Навстречу мне поднялся лысый человек лет сорока, с красным лицом и большой бородой, смотря на меня вопросительно и несколько испуганно. Я объяснил ему, почему я его беспокою. Лицо его вдруг распустилось в улыбку; он показал мне пальцем на буковый стул, сам сел в буковое кресло и заметил:
— Э, да вы еще совсем молоды!
Он посмотрел на меня внимательно и прибавил окая, как попы:
— Я так и думал. Прочел я, отец, ваш рассказ — прочел. Ну кто же печатает летом великопостные рассказы? Теперь вон жара, а вы про мартовский дождик. Пришлите будущим постом — я напечатаю.
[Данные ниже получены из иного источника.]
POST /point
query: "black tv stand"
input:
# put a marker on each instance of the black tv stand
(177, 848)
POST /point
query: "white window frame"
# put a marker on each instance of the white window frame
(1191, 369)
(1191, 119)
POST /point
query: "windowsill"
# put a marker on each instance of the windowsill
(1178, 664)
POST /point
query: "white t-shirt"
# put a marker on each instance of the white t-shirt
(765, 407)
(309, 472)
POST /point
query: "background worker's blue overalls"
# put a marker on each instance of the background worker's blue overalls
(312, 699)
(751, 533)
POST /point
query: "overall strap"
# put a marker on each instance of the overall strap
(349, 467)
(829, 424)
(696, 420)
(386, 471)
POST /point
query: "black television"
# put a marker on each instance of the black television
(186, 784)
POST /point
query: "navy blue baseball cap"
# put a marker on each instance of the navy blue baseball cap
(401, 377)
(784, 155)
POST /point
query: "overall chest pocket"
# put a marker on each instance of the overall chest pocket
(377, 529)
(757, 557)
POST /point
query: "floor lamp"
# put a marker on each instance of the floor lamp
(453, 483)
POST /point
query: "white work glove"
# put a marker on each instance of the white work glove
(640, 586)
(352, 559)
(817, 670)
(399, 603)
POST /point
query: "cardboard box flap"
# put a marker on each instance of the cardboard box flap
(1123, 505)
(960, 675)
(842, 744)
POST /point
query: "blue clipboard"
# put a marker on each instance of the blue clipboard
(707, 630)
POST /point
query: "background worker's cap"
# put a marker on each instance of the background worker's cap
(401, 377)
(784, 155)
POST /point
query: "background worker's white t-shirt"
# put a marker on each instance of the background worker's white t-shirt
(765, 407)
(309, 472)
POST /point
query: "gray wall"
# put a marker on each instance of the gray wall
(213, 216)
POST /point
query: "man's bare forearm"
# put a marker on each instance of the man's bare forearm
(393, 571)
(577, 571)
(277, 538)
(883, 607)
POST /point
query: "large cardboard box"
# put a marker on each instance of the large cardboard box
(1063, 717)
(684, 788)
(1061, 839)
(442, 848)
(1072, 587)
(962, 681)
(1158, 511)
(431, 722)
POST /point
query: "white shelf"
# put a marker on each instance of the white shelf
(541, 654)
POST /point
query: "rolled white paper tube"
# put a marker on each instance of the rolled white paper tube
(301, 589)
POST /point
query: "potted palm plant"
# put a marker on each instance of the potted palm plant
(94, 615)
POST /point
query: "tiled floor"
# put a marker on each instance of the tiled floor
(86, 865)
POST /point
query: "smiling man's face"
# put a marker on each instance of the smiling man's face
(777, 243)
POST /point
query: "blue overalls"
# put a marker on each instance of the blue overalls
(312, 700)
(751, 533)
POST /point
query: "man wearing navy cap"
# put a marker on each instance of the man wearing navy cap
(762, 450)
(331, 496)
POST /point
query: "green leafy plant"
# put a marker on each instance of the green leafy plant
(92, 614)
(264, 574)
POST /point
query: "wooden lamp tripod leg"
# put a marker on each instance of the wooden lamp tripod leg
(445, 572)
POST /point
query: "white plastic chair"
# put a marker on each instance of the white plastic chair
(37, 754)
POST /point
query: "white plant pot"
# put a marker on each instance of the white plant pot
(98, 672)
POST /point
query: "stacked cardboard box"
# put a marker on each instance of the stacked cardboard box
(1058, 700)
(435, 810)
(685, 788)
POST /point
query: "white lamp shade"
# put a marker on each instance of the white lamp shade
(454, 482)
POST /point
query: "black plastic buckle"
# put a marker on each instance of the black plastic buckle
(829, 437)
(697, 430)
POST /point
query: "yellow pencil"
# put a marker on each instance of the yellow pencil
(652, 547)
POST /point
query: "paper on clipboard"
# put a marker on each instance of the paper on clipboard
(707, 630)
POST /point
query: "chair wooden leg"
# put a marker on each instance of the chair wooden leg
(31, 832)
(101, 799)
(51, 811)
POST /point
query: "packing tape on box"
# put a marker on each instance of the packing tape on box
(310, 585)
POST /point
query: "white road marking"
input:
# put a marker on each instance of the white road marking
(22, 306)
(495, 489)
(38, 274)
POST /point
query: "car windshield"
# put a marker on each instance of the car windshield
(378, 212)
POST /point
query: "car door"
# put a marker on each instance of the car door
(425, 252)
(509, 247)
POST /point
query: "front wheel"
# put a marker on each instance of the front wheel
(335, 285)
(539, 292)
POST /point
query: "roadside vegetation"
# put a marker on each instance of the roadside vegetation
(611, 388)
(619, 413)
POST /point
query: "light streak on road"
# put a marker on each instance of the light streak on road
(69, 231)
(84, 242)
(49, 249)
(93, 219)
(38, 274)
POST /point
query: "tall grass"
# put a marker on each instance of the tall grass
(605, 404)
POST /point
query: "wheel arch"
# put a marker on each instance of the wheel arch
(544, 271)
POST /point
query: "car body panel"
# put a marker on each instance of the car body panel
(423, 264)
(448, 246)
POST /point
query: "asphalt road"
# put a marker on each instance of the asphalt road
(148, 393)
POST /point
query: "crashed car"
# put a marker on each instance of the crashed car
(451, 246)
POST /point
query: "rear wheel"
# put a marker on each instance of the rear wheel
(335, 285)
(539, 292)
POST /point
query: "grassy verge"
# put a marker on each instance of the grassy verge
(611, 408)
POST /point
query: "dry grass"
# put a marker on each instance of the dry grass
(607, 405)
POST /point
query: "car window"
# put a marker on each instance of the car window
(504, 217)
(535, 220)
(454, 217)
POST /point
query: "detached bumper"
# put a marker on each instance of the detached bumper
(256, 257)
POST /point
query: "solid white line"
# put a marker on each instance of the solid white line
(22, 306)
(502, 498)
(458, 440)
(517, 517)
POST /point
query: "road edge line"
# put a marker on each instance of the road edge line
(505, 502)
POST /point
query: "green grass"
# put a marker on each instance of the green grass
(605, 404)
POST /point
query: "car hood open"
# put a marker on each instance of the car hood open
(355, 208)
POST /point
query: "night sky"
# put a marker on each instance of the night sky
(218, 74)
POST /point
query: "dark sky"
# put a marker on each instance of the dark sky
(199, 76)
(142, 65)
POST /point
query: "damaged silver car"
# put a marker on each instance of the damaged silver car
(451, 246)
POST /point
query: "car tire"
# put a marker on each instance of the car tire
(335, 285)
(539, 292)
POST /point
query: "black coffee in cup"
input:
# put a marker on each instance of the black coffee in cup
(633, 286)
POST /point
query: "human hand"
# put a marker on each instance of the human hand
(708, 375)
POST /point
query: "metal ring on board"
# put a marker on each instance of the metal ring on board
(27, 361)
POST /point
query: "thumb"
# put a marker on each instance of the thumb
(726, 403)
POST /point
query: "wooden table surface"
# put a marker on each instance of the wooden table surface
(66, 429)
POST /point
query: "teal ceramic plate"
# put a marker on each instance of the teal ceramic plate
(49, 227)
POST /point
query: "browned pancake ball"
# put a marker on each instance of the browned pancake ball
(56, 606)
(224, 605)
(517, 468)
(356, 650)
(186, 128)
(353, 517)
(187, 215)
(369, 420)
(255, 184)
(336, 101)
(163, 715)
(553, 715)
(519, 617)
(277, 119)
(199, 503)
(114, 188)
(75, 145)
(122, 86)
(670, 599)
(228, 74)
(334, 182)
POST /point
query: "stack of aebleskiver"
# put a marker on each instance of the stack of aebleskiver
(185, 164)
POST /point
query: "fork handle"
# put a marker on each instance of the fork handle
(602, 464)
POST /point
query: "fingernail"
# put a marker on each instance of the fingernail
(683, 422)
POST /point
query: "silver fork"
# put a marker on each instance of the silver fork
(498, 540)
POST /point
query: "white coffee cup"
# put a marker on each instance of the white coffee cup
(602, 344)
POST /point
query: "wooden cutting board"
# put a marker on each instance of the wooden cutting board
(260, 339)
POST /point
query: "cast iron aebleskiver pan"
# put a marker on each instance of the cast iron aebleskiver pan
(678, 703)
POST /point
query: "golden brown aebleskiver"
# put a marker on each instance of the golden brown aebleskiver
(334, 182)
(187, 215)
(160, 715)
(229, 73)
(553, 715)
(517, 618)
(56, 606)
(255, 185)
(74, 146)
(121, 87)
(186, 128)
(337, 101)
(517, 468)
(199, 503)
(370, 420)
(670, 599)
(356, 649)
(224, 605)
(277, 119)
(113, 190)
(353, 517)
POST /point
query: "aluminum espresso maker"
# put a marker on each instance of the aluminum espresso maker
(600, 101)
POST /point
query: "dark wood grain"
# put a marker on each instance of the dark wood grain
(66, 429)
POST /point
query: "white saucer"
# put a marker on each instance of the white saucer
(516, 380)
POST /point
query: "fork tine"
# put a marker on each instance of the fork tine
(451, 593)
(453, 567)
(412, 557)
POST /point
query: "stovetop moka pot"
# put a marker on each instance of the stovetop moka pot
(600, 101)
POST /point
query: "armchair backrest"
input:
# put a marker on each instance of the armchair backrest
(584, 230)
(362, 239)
— Так вы… вы, что же скажете о самом рассказе?
— Сократить надо.
— Что именно?
— А не знаю. Вы автор, вам виднее. Не читайте его до будущего января. В январе перечтете — и сами увидите. Перепишите и принесите.
Я встал.
— А теперь дайте что-нибудь другое! — прибавил он. Сердце мое забилось. Дыханье сперлось в горле. Я вышел и спросил в конторе, как зовут редактора.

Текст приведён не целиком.